Wilson took on this work after seeing his father and father-in-law at the end of their lives — two Minnesota men who could no longer experience the joy of fishing, something they'd both cherished since childhood.
"My dad died at 90 and my father-in-law died at 97, and they couldn't get in a regular boat," Wilson said. "This was not available to them. I want to do this for other people."
He's served on the LGF state board since 2015 while also working as president of the Eden Prairie chapter, the largest in the organization.
Once the season starts June 1, Eden Prairie runs 23 trips a week until late September, all free. Last year, 50 volunteers stepped up, many still working full time.
Wilson also ended up leading trips, which included volunteering to drive the boat, helping to bait and cast rods, and educating participants about the area's wildlife.
It's a lot of work, but volunteers agree that providing a way for people to fish makes it all worthwhile.
At an LGF event in April, fundraising coordinator Tina Palmer talked to a mother whose son uses a wheelchair.
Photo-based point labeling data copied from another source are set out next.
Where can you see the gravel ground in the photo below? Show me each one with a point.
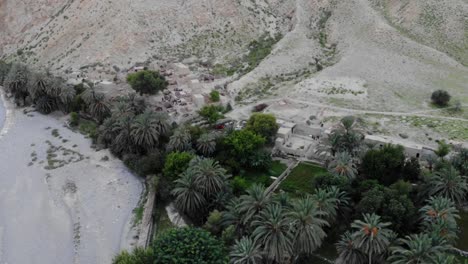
(59, 202)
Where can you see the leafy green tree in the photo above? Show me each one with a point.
(371, 236)
(214, 96)
(272, 232)
(449, 183)
(147, 82)
(145, 132)
(263, 124)
(345, 137)
(418, 249)
(440, 218)
(243, 144)
(385, 165)
(206, 144)
(180, 140)
(253, 202)
(176, 163)
(391, 205)
(440, 97)
(137, 256)
(443, 149)
(246, 251)
(188, 195)
(460, 161)
(211, 113)
(188, 246)
(343, 165)
(214, 223)
(348, 252)
(4, 70)
(307, 226)
(210, 176)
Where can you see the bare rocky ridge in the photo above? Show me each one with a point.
(73, 34)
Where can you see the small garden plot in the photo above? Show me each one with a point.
(301, 178)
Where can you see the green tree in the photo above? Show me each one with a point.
(440, 97)
(263, 124)
(211, 113)
(443, 149)
(307, 226)
(176, 163)
(180, 140)
(206, 144)
(137, 256)
(385, 164)
(145, 131)
(243, 144)
(371, 235)
(253, 202)
(214, 96)
(449, 183)
(343, 165)
(188, 195)
(272, 232)
(189, 246)
(210, 176)
(147, 82)
(246, 251)
(348, 252)
(418, 249)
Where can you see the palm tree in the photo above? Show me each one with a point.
(161, 121)
(307, 226)
(180, 140)
(417, 249)
(206, 144)
(188, 196)
(245, 251)
(348, 252)
(16, 82)
(342, 165)
(371, 236)
(272, 231)
(233, 215)
(123, 142)
(439, 208)
(99, 108)
(210, 176)
(145, 132)
(326, 202)
(253, 202)
(449, 183)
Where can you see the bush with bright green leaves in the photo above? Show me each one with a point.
(188, 246)
(147, 82)
(263, 124)
(212, 113)
(214, 96)
(440, 98)
(176, 163)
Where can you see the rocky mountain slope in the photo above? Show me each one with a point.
(375, 54)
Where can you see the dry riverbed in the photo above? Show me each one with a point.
(60, 200)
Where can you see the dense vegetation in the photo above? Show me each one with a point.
(384, 207)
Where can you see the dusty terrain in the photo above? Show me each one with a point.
(60, 202)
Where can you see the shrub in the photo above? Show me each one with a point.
(188, 245)
(175, 164)
(212, 113)
(74, 119)
(440, 97)
(147, 82)
(214, 96)
(263, 124)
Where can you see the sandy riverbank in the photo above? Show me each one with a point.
(59, 201)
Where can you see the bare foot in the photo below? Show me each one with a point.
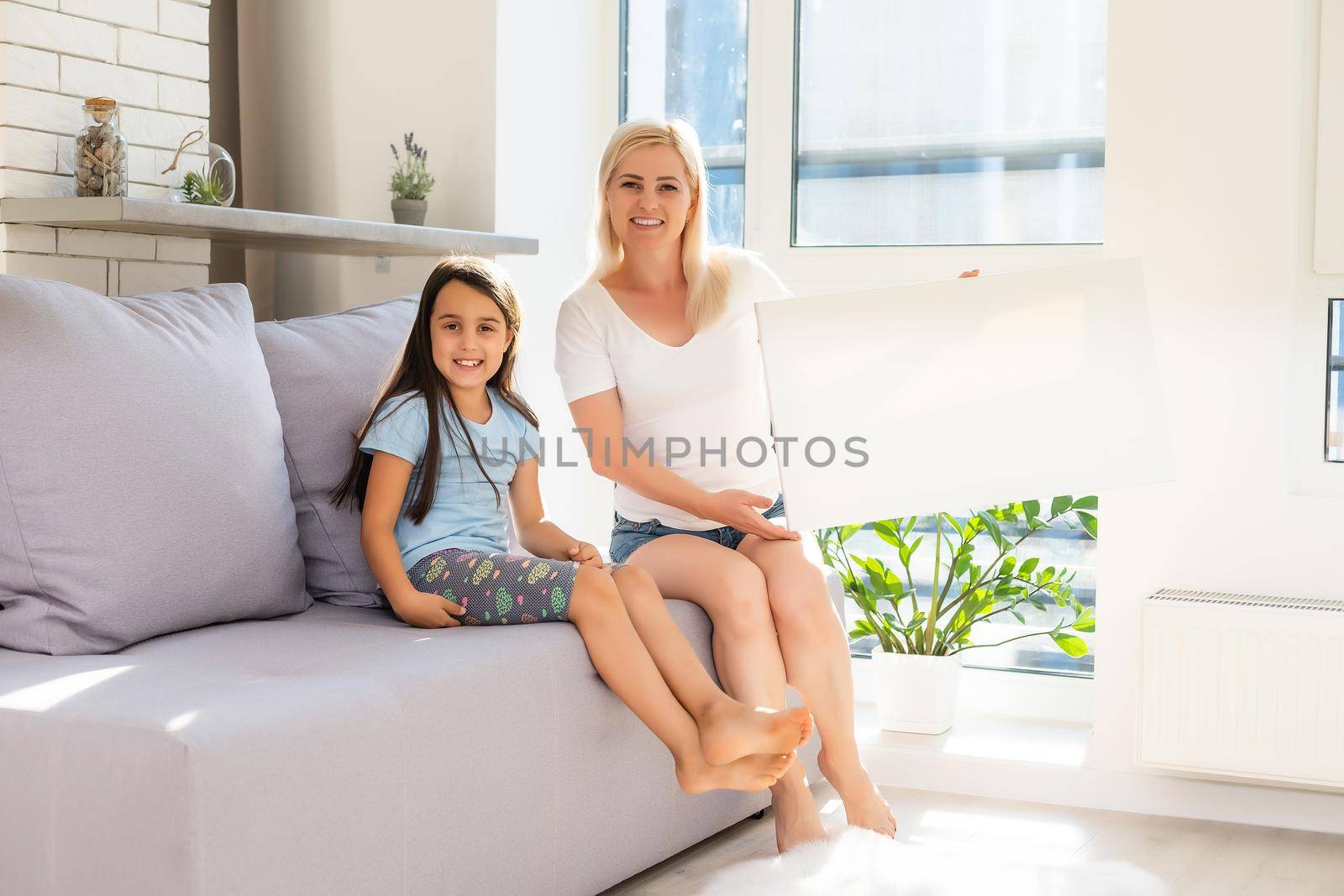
(864, 806)
(730, 730)
(749, 773)
(796, 820)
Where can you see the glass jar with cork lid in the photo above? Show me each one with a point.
(101, 150)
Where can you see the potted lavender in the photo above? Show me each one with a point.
(412, 181)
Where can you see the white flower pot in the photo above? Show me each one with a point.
(409, 211)
(916, 694)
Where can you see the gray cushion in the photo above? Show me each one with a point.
(143, 485)
(327, 372)
(340, 752)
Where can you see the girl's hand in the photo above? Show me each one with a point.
(427, 610)
(585, 553)
(734, 506)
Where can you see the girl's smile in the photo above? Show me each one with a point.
(468, 335)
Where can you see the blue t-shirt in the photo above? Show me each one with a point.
(463, 513)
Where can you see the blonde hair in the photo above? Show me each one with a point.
(706, 266)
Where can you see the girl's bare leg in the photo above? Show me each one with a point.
(729, 730)
(816, 654)
(746, 649)
(625, 665)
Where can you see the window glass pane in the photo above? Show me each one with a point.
(1335, 387)
(689, 60)
(958, 123)
(1070, 551)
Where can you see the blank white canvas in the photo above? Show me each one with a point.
(968, 392)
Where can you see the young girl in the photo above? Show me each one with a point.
(434, 533)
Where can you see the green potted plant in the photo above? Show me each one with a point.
(412, 181)
(921, 637)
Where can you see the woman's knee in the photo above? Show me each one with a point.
(595, 595)
(800, 600)
(743, 609)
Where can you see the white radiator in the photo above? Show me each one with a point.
(1236, 684)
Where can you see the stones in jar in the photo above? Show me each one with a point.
(101, 150)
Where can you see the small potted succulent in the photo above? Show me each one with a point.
(412, 181)
(921, 637)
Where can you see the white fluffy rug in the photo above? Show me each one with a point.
(860, 862)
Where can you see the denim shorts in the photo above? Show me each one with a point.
(628, 535)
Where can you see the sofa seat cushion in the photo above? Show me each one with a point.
(141, 468)
(339, 752)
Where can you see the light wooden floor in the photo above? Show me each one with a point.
(1194, 857)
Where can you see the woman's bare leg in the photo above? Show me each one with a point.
(816, 656)
(624, 664)
(746, 649)
(729, 730)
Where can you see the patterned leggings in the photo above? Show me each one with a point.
(497, 589)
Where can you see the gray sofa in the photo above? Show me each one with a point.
(335, 752)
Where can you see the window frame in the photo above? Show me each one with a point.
(769, 207)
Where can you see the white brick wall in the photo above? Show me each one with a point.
(154, 58)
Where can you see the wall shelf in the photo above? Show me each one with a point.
(255, 228)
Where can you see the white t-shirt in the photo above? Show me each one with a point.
(680, 405)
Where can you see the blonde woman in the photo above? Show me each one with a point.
(659, 362)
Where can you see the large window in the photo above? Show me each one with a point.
(689, 60)
(958, 123)
(913, 123)
(1335, 385)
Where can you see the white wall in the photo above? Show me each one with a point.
(557, 90)
(1210, 140)
(154, 58)
(349, 78)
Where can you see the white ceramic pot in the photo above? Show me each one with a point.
(916, 694)
(409, 211)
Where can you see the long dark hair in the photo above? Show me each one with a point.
(417, 374)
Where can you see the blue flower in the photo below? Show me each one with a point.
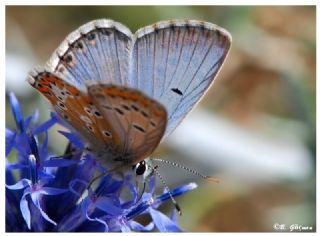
(47, 193)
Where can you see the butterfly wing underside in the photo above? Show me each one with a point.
(175, 62)
(116, 123)
(141, 120)
(98, 51)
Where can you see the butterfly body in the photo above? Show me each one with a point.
(123, 92)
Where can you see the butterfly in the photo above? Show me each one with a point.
(124, 93)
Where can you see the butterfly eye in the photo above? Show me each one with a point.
(140, 168)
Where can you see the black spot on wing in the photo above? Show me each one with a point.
(139, 128)
(177, 91)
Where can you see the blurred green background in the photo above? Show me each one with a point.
(254, 129)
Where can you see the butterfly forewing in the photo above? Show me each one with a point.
(174, 62)
(98, 50)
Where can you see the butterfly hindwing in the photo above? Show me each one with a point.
(75, 108)
(140, 120)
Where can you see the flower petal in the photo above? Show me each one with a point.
(10, 137)
(162, 222)
(73, 138)
(24, 208)
(45, 126)
(106, 204)
(36, 202)
(52, 191)
(20, 184)
(139, 227)
(58, 162)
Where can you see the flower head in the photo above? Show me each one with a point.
(49, 193)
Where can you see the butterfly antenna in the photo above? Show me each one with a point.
(192, 171)
(167, 188)
(144, 188)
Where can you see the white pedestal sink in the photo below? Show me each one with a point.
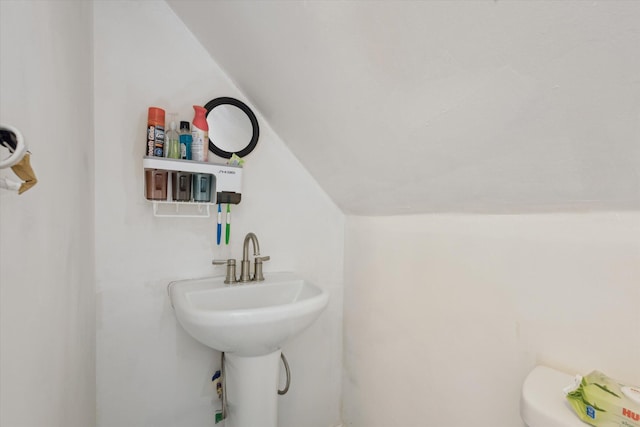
(249, 322)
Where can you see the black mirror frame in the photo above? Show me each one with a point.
(254, 124)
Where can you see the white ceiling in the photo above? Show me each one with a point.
(443, 106)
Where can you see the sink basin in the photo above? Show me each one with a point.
(248, 319)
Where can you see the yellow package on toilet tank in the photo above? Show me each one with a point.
(603, 402)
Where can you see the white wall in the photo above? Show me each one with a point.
(47, 288)
(149, 371)
(446, 314)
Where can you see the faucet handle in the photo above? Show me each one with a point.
(231, 269)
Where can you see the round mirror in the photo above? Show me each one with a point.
(233, 128)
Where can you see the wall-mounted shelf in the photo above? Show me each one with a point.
(228, 186)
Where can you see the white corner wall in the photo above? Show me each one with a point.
(47, 286)
(149, 371)
(445, 314)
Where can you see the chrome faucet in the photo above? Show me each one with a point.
(245, 264)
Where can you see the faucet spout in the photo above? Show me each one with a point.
(245, 264)
(245, 247)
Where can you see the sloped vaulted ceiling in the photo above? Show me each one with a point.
(443, 106)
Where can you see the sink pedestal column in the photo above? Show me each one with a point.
(252, 390)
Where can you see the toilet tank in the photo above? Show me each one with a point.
(543, 403)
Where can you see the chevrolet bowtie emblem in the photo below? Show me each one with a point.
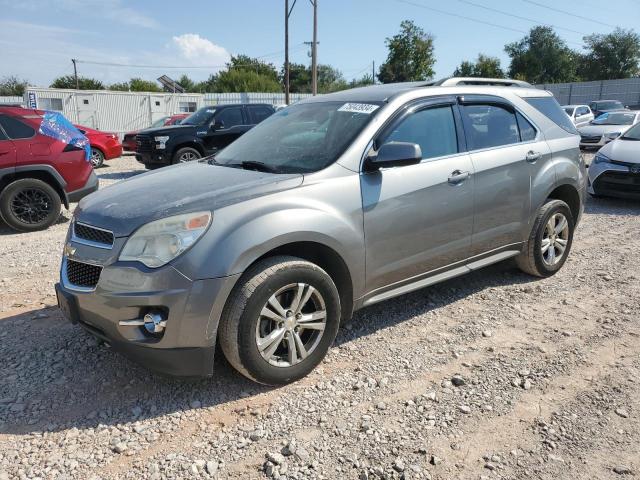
(69, 250)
He loves fishing more than anything, the mother said, and the only way she knew to get her son on the water was to pay $750 for a six-hour charter.
"I said, 'Well, our trips are only two hours, but they're free,'" Palmer told the mom. "And we do all the work."
That includes providing safety equipment, rods and reels, "and we make sure we can get them on board," Palmer said, adding that the mom told her she was planning to book a trip for her son this summer.
For seniors in assisted living and hospice care, this opportunity can have therapeutic — even healing — effects. Wilson tells the story of a non-verbal man who went out with the LGF chapter in Willmar and led the boat in the number of fish he hauled in.
After he got back to his assisted living facility, the chapter got a phone call from the staff there. "What did you do to him?" they asked.
The man had started to talk again. No one he lived with or who worked with him had ever heard him say a word. But suddenly he had a lot to say about the excitement of fishing and being on the lake.
"Getting out on the water has a therapeutic effect on people," Wilson said. "They remember when they had kids and were taking them fishing. They remember when they were younger. Now all these seniors are locked up in a small little room in a nursing home, and they don't get to do any of those things. So, this is a life-changing moment for them."
Libby Jensen has seen similar benefits for her residents at Summit Place, an assisted living facility about 4miles from Lake Riley. For the last five years, the Eden Prairie chapter has provided trips for seniors living there.
"I think that's just a key for people, especially in memory care," said Jensen of getting people back onto the lake and into nature.
"Their worlds just get smaller as their brain function decreases, and that just opens up their minds. It opens up their memories of ... growing up as children, and a lot of them were farmers living in the country. I think the water helps open up someone's soul a little bit to breathe a little easier."
She relays the story of a resident named Paul, who had received a terminal diagnosis. He decided that if he had to go, he might as well be fishing. The staff still remembers his joy when he returned from his trip with LGF, having caught plenty of fish during a great day on the lake. He died 10 days later.
For Block's son, the most lasting memory from that 2017 trip was watching his own son interact with his dad: A grandfather sharing his tackle box and telling old stories about the huge northern pike he once caught.
"In my case, this is a super meaningful thing because we grew up on a lake, my dad built a house there, he ends up being disabled and can't fish, but we get him back on the lake with Let's Go Fishing," Block said.
"The love between a son and his dad is like nothing else, and the fact we could do that meant so much to me."
John Volk is a sports reporting intern for the Star Tribune.